A Republican member of the Arkansas state senate's self-published memoir claims that for black people in America, slavery was a "blessing in disguise," that, if they were physically hardy enough to survive it, "someday be rewarded with citizenship in the greatest nation ever established upon the face of the Earth.” According to the Arkansas Times, Rep. Jon Hubbard, of Jonesboro, included these thought and others in his book, Letters to the Editor, Confessions of a Frustrated Conservative, which was initially written about and excerpted by writer Michael Cook at Talk Business.
"(T)he institution of slavery that the black race has long believed to be an abomination upon its people may actually have been a blessing in disguise," Hubbard wrote. "The blacks who could endure those conditions and circumstances would someday be rewarded with citizenship in the greatest nation ever established upon the face of the Earth.”
The Africans who were abducted from their homeland to be sold abroad as human chattel were the lucky ones, however.

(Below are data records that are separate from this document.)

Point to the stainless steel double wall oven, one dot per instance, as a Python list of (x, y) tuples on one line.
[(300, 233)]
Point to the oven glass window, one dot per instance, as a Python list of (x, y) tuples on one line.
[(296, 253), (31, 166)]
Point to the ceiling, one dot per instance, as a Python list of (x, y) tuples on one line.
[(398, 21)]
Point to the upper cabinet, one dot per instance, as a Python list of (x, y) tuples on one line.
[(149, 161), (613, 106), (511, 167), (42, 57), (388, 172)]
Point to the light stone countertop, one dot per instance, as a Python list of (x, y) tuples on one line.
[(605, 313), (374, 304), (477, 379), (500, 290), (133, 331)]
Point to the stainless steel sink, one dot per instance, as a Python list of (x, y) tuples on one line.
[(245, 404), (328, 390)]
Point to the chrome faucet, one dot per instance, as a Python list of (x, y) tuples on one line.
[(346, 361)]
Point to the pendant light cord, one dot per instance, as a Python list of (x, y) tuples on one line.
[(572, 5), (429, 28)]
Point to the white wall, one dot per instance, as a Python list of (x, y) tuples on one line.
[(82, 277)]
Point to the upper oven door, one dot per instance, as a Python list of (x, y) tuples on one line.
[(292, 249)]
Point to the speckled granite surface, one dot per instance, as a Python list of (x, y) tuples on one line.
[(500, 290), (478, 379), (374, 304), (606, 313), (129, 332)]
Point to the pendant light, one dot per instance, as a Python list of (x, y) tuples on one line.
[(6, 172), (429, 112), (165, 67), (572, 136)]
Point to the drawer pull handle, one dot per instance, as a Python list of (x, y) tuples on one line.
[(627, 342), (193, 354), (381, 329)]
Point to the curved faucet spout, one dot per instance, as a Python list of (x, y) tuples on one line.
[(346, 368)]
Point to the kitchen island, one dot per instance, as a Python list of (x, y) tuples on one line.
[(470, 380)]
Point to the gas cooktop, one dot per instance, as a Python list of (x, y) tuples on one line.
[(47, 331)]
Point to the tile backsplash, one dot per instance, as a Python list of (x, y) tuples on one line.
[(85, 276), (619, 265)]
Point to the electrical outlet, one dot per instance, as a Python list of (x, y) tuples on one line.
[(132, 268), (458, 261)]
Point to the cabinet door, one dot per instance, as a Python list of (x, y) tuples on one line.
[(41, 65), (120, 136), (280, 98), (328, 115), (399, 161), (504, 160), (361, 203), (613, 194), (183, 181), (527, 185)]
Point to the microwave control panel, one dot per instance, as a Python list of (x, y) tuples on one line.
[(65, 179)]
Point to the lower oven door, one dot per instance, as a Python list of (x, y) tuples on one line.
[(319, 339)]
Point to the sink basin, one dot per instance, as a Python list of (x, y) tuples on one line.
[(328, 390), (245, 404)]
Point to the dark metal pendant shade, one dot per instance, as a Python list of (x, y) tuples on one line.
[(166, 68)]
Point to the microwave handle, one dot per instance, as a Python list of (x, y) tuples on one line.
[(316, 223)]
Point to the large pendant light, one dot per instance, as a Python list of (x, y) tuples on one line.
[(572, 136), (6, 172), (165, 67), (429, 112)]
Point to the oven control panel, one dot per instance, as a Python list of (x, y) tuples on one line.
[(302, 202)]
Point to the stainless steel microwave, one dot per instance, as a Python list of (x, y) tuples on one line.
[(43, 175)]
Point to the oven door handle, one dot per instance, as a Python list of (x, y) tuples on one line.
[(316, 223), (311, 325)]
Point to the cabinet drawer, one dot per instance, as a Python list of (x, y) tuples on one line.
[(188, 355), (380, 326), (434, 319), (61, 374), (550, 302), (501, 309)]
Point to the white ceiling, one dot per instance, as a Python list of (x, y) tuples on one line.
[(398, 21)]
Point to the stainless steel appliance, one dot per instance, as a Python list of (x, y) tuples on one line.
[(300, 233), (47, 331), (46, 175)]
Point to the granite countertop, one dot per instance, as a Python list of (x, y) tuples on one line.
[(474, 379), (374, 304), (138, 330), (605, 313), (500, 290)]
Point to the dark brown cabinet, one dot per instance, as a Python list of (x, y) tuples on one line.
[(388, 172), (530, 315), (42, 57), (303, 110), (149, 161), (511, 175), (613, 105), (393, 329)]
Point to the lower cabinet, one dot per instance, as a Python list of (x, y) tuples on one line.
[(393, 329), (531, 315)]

On page 189 of Letters to the Editor, Hubbard said, "Knowing what we know today about life on the African continent, would an existence spent in slavery have been any crueler than a life spent in sub-Saharan Africa?”
However, Hubbard also believes that black Americans' lives would "be more enjoyable and successful if they would only learn to appreciate the value of a good education."
And while he sees "the blacks" as a pressing problem facing America, the real threat, he wrote, comes from immigrants, "legal and illegal," who will eventually have to be rounded up and killed.
"(T)he immigration issue, both legal and illegal... will lead to planned wars or extermination," said Hubbard on page 9 of Letters to the Editor. "Although now this seems to be barbaric and uncivilized, it will at some point become as necessary as eating and breathing."
Hubbard has represented Arkansas's District 58 in the state senate since 2011.